In 1999, Amoretti and his friend, Marco De Candia, became the first people to cross the Atlantic in a floating car – after they spent 119 days at sea, travelling the 5,000 kilometers between the Canary Islands and the Caribbean.
“I didn't have a boat but wanted to go on a sailing holiday all the same,” Amoretti tells The Local as he explains why he undertook the dangerous journey.
“Actually, I'm just kidding – it all started with my father.”
His father, Giorgio, was also an adventurer and had already crossed the Sahara in a parachute and taken a floating car from Genoa to Calais.
In 1999, aged 67, he was diagnosed with terminal cancer, and had one dying wish: to cross the Atlantic in a car-boat convoy with his sons.
Giorgio Amoretti gears up to cross the Atlantic with his sons. Photo: Marco Amoretti
And so Giorgio and his three sons set to work building four car-boats on their 10 hectare family farm in La Spezia, Liguria, before taking them to the Port of Las Palmas in the Canary Islands, where they set off on their odyssey.
“Making a car-boat is a simple process,” explains Amoretti. “Just make the cabin water-tight by using welding, resin and expanding waterproof foam.”
By sealing the car off from the water, air remains inside, which keeps the vehicle buoyant.
But the trip began badly – his father's condition suddenly worsened and he had to return home for treatment. His two brothers went home with him, but Marco stayed on with a friend, Marco De Candia, who was in a separate car-boat, determined to realize his father's dream.
For the next 119 days the two friends would remain at sea, inching across the ocean at 50 nautical miles a day in a converted Ford Taunus and Volkswagen Passat.
“It was a strange experience. There are no odours, no colours, just blue and you were constantly baked by the sun and salty air.
“Spending a day in a car is bad enough – but after that amount of time your legs start to seize up.”
During the journey, the pair passed their time jamming the blues on a guitar and harmonica, eating freeze dried food, swimming, fishing and keeping a ship's log.
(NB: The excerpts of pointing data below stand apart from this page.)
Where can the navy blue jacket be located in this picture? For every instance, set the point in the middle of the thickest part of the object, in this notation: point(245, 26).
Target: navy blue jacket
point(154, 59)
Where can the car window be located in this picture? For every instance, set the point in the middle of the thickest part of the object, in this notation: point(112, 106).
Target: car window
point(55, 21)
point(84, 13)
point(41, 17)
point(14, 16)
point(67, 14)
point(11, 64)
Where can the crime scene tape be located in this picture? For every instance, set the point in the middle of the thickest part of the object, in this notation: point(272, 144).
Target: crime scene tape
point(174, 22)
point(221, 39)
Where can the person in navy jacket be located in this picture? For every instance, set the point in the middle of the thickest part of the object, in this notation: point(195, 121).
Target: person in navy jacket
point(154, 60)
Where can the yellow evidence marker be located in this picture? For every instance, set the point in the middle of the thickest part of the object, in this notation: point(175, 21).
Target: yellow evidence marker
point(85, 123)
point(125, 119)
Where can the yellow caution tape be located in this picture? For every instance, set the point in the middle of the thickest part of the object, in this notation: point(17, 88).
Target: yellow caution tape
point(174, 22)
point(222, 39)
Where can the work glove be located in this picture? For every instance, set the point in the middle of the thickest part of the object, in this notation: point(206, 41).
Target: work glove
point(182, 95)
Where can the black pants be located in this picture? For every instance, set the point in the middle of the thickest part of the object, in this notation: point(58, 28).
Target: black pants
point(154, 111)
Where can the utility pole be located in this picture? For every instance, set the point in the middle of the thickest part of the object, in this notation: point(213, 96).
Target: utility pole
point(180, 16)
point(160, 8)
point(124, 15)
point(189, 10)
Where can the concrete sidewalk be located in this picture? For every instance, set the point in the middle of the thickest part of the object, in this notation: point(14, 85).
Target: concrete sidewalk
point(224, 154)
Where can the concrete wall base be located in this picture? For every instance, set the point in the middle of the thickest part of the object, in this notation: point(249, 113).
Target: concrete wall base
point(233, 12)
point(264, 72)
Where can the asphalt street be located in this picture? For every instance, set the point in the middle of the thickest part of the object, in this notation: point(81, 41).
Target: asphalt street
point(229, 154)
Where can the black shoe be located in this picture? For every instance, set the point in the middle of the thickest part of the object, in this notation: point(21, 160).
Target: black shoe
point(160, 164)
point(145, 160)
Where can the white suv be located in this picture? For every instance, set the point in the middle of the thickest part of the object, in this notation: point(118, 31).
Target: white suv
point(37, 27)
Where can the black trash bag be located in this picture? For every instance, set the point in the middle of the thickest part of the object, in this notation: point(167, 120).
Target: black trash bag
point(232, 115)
The trip was touch and go – they were frequently battered by storms and were pummeled by a typhoon. “We were being tossed around the ocean in this iron box,” Amoretti says, “which tended to attract a lot of lightning.”
The pair survived the inclement weather, but lost contact with the rest of the world for 42 days due to a problem with their satellite phone.
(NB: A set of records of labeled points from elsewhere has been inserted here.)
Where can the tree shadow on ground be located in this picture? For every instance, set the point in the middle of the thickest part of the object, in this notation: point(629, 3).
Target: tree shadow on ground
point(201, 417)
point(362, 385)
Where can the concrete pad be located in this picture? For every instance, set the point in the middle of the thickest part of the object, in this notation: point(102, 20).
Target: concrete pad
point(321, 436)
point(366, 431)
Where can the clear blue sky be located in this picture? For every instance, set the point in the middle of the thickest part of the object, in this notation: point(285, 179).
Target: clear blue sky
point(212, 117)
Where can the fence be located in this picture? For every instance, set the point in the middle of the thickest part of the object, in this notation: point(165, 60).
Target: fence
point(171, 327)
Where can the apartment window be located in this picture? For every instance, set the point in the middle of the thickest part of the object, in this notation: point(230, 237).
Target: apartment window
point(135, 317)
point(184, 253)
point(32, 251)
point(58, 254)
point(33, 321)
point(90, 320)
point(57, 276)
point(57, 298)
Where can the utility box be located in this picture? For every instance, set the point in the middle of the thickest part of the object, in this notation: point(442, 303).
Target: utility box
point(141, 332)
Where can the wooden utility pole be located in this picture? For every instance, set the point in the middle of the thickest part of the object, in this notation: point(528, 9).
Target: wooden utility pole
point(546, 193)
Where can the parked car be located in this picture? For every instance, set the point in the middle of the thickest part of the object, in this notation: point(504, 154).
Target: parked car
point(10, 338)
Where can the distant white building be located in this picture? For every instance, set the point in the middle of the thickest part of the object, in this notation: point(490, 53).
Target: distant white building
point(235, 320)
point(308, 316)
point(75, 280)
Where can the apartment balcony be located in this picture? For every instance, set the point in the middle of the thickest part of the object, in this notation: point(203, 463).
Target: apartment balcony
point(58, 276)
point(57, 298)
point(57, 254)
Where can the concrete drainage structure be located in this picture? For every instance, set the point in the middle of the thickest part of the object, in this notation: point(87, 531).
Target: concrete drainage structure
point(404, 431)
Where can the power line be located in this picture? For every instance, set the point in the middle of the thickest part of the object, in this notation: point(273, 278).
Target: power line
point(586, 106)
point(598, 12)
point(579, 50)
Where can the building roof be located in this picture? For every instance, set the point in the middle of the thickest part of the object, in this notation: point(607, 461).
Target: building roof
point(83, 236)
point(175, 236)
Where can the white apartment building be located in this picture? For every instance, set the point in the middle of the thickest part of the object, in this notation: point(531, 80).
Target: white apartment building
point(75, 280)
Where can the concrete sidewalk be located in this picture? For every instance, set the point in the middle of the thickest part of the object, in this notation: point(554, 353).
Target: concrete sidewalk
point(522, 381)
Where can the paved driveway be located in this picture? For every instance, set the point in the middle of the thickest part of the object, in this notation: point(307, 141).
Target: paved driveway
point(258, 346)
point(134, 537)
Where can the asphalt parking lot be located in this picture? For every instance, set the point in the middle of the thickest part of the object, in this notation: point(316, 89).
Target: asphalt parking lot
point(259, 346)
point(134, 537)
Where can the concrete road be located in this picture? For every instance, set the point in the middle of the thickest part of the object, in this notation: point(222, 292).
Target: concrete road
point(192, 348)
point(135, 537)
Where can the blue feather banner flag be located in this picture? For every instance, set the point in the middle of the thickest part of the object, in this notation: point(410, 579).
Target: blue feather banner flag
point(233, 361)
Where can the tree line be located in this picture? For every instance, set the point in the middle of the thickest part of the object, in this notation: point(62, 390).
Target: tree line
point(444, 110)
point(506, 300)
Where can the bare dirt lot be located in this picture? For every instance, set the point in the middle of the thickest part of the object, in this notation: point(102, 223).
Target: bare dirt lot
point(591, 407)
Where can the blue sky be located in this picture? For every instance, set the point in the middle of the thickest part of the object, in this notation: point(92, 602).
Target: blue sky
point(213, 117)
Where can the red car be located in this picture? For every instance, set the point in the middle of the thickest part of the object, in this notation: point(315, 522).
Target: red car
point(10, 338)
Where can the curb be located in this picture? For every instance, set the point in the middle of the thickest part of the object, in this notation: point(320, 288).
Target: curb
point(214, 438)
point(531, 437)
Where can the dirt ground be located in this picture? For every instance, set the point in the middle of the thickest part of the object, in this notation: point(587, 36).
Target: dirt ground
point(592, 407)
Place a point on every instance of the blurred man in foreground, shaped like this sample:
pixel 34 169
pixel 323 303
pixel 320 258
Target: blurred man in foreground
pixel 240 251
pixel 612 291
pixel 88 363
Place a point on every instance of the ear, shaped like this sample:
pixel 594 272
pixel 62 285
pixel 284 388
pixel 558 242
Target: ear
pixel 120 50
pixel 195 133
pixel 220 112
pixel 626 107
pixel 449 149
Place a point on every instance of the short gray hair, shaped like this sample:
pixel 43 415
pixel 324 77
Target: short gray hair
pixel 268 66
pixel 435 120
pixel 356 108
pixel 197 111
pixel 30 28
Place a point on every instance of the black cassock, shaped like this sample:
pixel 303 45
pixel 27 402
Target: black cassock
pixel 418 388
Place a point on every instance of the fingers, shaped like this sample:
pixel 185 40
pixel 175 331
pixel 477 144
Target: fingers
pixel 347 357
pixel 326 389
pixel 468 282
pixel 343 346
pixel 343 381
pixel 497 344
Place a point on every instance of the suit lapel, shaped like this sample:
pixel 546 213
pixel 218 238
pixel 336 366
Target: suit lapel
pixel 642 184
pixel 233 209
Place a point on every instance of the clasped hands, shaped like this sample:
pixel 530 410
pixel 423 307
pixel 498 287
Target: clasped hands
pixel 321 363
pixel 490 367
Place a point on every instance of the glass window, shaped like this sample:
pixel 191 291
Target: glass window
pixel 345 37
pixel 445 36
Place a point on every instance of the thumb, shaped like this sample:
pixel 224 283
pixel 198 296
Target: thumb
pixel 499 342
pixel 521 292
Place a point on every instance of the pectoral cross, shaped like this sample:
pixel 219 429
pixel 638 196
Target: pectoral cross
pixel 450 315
“When we finally called home again, I kept asking about my father…they didn't tell us anything so as not to lower our morale, but just before we arrived in Martinique I found out he had died.”
Arriving in the Antilles on 31st August was a bittersweet moment for Amoretti, who had realized his late farther's dream and become the first man to cross the Atlantic in a car-boat at the same time.
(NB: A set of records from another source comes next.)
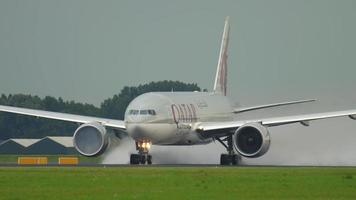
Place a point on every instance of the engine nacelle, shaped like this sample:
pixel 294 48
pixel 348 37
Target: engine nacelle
pixel 252 140
pixel 91 139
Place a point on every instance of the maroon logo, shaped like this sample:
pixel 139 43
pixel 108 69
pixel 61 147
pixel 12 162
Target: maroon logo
pixel 184 113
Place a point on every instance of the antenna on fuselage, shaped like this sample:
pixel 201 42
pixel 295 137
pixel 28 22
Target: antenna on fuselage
pixel 221 71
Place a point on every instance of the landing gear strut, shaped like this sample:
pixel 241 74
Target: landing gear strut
pixel 231 158
pixel 142 157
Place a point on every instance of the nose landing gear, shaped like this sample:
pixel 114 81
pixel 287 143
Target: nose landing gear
pixel 231 158
pixel 142 157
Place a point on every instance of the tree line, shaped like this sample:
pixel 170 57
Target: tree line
pixel 19 126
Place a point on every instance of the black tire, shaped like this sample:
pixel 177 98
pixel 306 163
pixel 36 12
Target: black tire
pixel 142 159
pixel 134 159
pixel 225 159
pixel 235 159
pixel 149 159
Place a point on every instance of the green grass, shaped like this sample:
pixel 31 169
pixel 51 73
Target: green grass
pixel 52 159
pixel 177 183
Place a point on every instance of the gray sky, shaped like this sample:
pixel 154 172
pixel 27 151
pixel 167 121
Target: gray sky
pixel 88 50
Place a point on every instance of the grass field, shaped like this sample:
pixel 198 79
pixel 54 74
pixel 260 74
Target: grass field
pixel 177 183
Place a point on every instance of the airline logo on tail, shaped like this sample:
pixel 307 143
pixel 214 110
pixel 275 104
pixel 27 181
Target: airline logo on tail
pixel 221 72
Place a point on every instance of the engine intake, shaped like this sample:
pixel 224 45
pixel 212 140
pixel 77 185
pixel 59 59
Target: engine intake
pixel 91 139
pixel 252 140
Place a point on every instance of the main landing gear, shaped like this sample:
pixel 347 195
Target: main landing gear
pixel 230 158
pixel 142 157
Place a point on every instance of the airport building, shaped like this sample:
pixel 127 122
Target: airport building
pixel 45 146
pixel 16 146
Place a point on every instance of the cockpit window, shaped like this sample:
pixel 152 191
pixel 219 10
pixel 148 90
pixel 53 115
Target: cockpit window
pixel 142 112
pixel 133 112
pixel 152 112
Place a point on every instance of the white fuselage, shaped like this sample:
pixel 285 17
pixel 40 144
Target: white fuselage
pixel 170 118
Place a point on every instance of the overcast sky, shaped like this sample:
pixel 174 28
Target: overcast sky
pixel 88 50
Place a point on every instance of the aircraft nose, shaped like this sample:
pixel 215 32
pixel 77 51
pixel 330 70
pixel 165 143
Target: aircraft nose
pixel 136 130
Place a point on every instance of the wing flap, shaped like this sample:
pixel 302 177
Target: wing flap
pixel 245 109
pixel 276 121
pixel 63 116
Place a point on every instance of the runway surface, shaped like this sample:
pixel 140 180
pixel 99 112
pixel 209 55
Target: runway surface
pixel 168 165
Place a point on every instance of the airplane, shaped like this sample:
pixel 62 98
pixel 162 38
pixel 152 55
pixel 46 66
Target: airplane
pixel 184 118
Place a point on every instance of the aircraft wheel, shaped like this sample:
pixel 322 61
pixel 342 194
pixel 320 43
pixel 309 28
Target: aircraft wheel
pixel 142 159
pixel 225 159
pixel 235 159
pixel 134 159
pixel 149 159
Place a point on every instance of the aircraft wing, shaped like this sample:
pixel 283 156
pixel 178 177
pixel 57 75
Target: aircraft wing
pixel 274 121
pixel 118 124
pixel 245 109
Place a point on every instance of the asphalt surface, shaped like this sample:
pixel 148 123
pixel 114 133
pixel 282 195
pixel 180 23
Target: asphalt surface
pixel 162 165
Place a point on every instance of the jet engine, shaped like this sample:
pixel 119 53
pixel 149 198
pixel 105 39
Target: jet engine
pixel 91 139
pixel 251 140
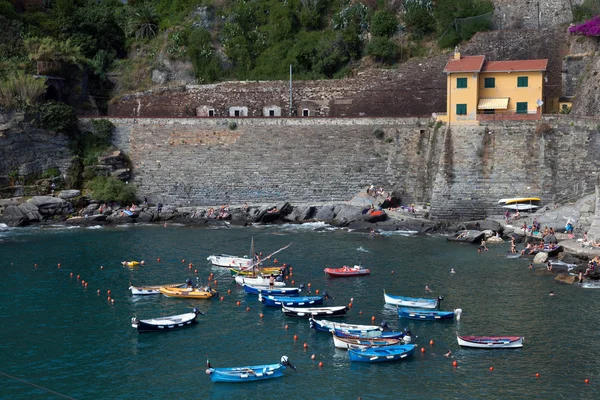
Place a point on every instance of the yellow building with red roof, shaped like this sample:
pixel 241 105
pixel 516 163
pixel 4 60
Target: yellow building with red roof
pixel 482 90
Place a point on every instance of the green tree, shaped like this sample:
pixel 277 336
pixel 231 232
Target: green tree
pixel 384 23
pixel 382 49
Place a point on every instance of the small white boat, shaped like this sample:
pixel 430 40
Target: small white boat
pixel 258 281
pixel 225 260
pixel 490 342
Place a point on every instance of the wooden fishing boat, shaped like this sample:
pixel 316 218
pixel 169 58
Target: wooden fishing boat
pixel 428 315
pixel 309 312
pixel 328 326
pixel 300 301
pixel 382 354
pixel 284 291
pixel 359 343
pixel 189 293
pixel 262 271
pixel 256 281
pixel 490 342
pixel 357 270
pixel 411 301
pixel 150 290
pixel 405 335
pixel 250 373
pixel 162 324
pixel 225 260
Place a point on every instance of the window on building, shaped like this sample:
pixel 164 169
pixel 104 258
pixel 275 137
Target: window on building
pixel 489 82
pixel 522 81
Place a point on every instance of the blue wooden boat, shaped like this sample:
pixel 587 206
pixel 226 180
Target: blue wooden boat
pixel 382 354
pixel 280 291
pixel 328 326
pixel 426 315
pixel 300 301
pixel 249 373
pixel 411 301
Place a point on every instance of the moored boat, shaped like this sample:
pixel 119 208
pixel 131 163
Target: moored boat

Unfortunately, they were not able to share the success together.
So why has he returned to the car-boat? “It's a bit of a hobby now,” he says. “But I hope that by becoming the first person to circumnavigate Italy in a car – this time a converted Maserati – I can get people interested in making a film about the Atlantic crossing. It's a story that's never been told properly before.”
A cameraman by trade, Amoretti already has hours and hours of footage which he took before, during and after the incredible journey.
He started his bid to cicumnavigate Italy off the coast of Genoa in August, and in late September sailed up the River Tevere in Rome to moor the Maserati for the winter. “I'll time probably it so that I arrive in Venice for the Biennale in May,” he adds.
Following a brief holiday in Rome, he will return to the family farm in La Spezia – the place where his father first instilled in him the spirit of adventure.
“It's just a way of seeing things with a different perspective. The car was meant to be this great symbol of liberty, but it soon became a metal cage that trapped us.
“Put it on the sea and it's freedom all over again.”